Trussville Man Sentenced To Two Years In Prison For Multi-Million Dollar Tax Scheme
BIRMINGHAM – A federal judge today sentenced a Trussville man to two years in prison for a scheme to collect millions of dollars from the Internal Revenue Service on false tax returns, announced U.S. Attorney Joyce White Vance and IRS Criminal Investigation Division Special Agent in Charge Veronica Hyman-Pillot.

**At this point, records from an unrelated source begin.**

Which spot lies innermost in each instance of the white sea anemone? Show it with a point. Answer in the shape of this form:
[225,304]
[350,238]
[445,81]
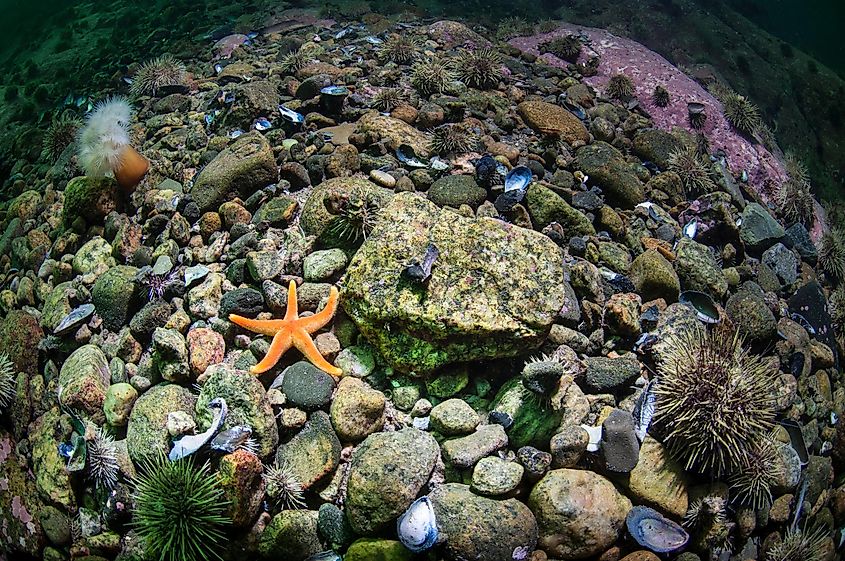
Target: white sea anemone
[103,139]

U.S. District Judge L. Scott Coogler sentenced NORMAN JAMES SECOR, 67, on four counts of making false claims against the government by filing or aiding in the filing of false income tax returns and supporting documents between June 2008 and February 2009. Judge Coogler also ordered Secor to pay the IRS $204,172 in restitution, which was part of Secor's November plea agreement with the government. Secor must report to prison April 28, and serve three years of supervised release after completing his prison term.
"The Internal Revenue Service will pursue all individuals who participate in schemes designed to undermine the integrity of the U.S. tax system,” Hyman-Pillot said. "As an agency, we are dedicated to maintaining the public’s confidence in our efforts to enforce the tax laws. As a result, today’s sentence of Norman Secor should serve as a reminder that individuals will face consequences for committing tax violations and defrauding the government.”
Secor was indicted last year on charges that he filed, or helped others file, 12 false tax returns claiming $5.2 million in refunds. Each false tax return contained a claim that interest income had been earned during the tax year on a certain type of bond, and that the taxpayer was entitled to a refund of federal income taxes withheld on those earnings. No such earnings or withholdings actually had occurred.
IRS, Criminal Investigation, investigated the case, which Assistant U.S. Attorneys George Martin and Robin Beardsley Mark prosecuted.